Ao ouvir isso do lado de fora da porta, Ruanyu Luan não pôde deixar de erguer os dedos e cobrir a boca, sufocando um grito que estava prestes a escapar-lhe. O susto fez-lhe romper em suor frio.

A concubina de posição inferior Chang também entrara no solar com ela dois anos antes. Diziam que, no princípio, fora dançarina do palácio; era franca e generosa de caráter, e dava-se muito bem com ela.

Quem diria que, ao engravidar e chegar a hora do parto, se ouviria apenas um grito vindo do quarto e, logo depois, a parteira sairia a informar que ela já tinha expirado. Nem a criança fora poupada.

Um frio percorreu o íntimo de Ruanyu Luan. Que método tão cruel...

Sem que ninguém percebesse, tirava-se a vida de uma pessoa.

Como podiam ser tão impiedosas?!

Desassossegada, acabou por pisar uma pequena pedrinha com a ponta do pé, produzindo um ruído quase imperceptível.

No instante seguinte, ouviu-se de dentro da casa uma interrogação em voz alta.

— Quem está aí?

A figura esguia da mulher recuou lentamente até que a parte inferior das costas encontrou a rigidez do parapeito.

Ela voltou os olhos e olhou para baixo: à sua frente havia um lago profundo, de águas ondulantes e cintilantes.

Aquilo deixou-a tonta. De súbito, lembrou-se de que, naquele lago, também tinham “caído por acidente” algumas concubinas grávidas.

As pernas fraquejaram-lhe. Ergueu o olhar e viu Yunzhi aproximar-se lentamente, acompanhada por várias amas robustas atrás dela.

Dominada pela raiva e pelo medo, sentia até os dedos tremerem sem que pudesse contê-los.

Yunzhi aproximou-se. Ruanyu Luan rangeu os dentes e disse, em tom gelado:

— Fizeram tantas maldades... e não sentem medo de que, nas horas de insónia da meia-noite, aquelas mulheres pobres e inocentes voltem para vos pedir contas?

Cada palavra parecia vazar sangue.

Yunzhi lançou-lhe um olhar frio, estendeu os dedos e empurrou-lhe com força o ombro, com um sarcasmo transbordante na voz.

— Então eu esperarei. Vem pedir-nos contas, se és capaz!

Assim que terminou a frase, aquela figura delgada já não conseguiu sustentar-se e caiu para trás por sobre a grade, despencando no lago.

Ruanyu Luan não sabia nadar.

Debatia-se na água, mas era incapaz de encontrar fôlego. Nada lhe chegava aos ouvidos; os olhos, fixos num ponto de claridade à superfície, esforçavam-se por agarrá-lo, em vão.
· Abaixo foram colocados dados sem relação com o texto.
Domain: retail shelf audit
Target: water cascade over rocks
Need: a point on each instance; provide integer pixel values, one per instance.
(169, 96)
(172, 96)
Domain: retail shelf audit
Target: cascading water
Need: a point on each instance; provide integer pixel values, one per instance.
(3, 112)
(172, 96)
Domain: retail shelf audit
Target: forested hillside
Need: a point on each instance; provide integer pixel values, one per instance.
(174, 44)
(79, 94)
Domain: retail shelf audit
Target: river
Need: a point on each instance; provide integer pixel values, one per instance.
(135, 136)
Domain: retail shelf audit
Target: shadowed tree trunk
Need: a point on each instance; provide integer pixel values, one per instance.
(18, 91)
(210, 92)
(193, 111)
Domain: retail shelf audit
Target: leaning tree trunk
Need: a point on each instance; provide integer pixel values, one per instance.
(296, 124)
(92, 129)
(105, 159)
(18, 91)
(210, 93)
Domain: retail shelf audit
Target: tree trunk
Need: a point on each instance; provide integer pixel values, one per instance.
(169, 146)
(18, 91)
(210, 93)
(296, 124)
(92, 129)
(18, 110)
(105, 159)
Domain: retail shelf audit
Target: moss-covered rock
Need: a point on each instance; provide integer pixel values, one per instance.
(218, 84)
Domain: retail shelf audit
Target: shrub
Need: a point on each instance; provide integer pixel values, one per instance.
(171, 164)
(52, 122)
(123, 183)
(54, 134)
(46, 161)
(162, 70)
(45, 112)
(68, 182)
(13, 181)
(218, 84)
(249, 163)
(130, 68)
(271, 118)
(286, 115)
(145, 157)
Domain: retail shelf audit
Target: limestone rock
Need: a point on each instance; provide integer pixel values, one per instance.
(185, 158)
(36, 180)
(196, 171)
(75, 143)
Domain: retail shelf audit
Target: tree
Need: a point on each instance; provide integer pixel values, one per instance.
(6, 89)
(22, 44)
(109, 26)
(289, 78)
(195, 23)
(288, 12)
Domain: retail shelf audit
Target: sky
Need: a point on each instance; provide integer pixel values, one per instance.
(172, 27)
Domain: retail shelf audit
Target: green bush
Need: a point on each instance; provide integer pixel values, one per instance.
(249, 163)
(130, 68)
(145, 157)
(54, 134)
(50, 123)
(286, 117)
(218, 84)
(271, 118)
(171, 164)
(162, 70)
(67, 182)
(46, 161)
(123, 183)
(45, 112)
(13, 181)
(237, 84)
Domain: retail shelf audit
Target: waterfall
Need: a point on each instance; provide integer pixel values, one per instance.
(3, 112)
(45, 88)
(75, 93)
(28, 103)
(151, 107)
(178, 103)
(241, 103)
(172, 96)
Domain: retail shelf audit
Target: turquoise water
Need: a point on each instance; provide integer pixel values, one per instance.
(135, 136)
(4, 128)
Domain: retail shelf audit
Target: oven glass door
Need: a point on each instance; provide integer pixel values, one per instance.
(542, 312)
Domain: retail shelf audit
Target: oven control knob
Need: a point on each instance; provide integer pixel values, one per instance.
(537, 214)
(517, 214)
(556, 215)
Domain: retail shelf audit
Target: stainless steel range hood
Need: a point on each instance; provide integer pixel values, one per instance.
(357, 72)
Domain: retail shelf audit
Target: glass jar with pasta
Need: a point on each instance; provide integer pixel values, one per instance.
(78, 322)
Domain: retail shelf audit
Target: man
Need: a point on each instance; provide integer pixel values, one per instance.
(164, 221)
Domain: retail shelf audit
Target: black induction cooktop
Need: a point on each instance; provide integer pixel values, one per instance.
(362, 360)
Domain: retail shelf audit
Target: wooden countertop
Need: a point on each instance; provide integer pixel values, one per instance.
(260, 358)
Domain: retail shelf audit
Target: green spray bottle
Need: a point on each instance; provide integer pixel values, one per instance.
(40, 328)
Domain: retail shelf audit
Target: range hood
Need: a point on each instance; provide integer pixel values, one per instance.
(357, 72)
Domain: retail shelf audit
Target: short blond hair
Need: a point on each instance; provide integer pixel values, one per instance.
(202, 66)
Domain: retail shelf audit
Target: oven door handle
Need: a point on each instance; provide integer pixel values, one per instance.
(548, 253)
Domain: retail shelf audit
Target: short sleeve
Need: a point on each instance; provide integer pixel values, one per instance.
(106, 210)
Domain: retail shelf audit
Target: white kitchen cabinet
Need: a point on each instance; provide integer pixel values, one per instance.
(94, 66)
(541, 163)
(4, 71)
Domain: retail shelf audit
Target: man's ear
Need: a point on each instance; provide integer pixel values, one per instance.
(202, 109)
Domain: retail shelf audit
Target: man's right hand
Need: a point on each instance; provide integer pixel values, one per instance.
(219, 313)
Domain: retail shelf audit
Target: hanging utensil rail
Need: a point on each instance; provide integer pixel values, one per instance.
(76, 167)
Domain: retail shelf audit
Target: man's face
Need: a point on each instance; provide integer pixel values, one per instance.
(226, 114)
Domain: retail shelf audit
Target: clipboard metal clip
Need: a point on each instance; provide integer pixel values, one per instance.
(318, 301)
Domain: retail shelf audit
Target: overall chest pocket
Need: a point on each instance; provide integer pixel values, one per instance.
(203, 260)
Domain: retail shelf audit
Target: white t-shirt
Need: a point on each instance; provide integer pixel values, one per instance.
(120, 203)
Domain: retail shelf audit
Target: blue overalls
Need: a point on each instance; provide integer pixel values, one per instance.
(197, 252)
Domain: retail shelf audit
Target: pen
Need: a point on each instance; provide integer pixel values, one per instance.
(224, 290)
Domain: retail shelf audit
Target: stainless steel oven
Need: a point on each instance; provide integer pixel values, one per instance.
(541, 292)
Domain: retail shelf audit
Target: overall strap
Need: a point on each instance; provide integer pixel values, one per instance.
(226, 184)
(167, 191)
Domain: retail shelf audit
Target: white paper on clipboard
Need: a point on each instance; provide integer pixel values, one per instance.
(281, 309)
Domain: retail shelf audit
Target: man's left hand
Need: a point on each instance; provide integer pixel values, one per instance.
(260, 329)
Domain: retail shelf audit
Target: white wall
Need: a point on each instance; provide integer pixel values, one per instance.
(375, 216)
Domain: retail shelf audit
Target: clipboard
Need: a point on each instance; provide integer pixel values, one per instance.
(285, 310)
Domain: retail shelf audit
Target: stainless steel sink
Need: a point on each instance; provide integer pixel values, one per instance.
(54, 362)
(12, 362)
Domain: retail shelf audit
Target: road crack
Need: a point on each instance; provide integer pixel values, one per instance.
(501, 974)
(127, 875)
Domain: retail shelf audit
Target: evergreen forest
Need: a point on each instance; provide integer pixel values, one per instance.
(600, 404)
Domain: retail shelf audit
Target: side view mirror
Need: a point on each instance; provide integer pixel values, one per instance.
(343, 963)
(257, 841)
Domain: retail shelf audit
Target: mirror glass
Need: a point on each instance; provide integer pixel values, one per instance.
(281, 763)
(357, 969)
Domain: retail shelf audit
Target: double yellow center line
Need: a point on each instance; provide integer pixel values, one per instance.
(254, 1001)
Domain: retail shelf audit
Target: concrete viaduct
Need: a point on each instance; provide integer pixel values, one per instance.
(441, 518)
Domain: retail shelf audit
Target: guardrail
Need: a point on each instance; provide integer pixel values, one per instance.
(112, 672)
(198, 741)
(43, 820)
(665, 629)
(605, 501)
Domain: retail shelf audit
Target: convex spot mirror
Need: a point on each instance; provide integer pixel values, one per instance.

Queria rir, mas não conseguia.

Não se sabe quanto tempo passou até que lhe faltasse também a última força para lutar. Então, começou a afundar lentamente.

Tal como esta vida absurda que levara.

Usada, armada em peça de xadrez... até ficar em silêncio no fundo do lago, tentando agarrar uma réstia de esperança... e, no fim, nada restar.

Como a odiava.

Mêizhou situava-se no sul; agora era justamente a época das chuvas finas e contínuas do período das ameixeiras. Numa residência da cidade, estava a casa da família Ruan, governador de Mêizhou.

Num pátio recôndito, na ala ocidental da mansão, uma criada trazia água quente, ergueu os dedos para afastar a cortina da porta e entrou a passos leves.

O aposento não era grande. Havia espalhados alguns estantes, uma mesa de chá e cadeiras; entre a sala exterior e o quarto interior, um véu de gaze separava os espaços.

Ao ver o mobiliário simples, a criada não pôde evitar um ligeiro suspiro.

Nesse momento, porém, ouviu-se do quarto interior um pequeno grito.

— Não...

A criada pousou de imediato o que tinha nas mãos e avançou. Viu então a jovem sentada na cama, com o rosto branco como papel e o peito agitado, como se lhe faltasse o ar.

— A senhora está bem? — perguntou a serva, tentando tranquilizá-la; depois, sem conter a amargura, acrescentou: — A quarta senhorita vai longe demais. Está a abusar mesmo de mais.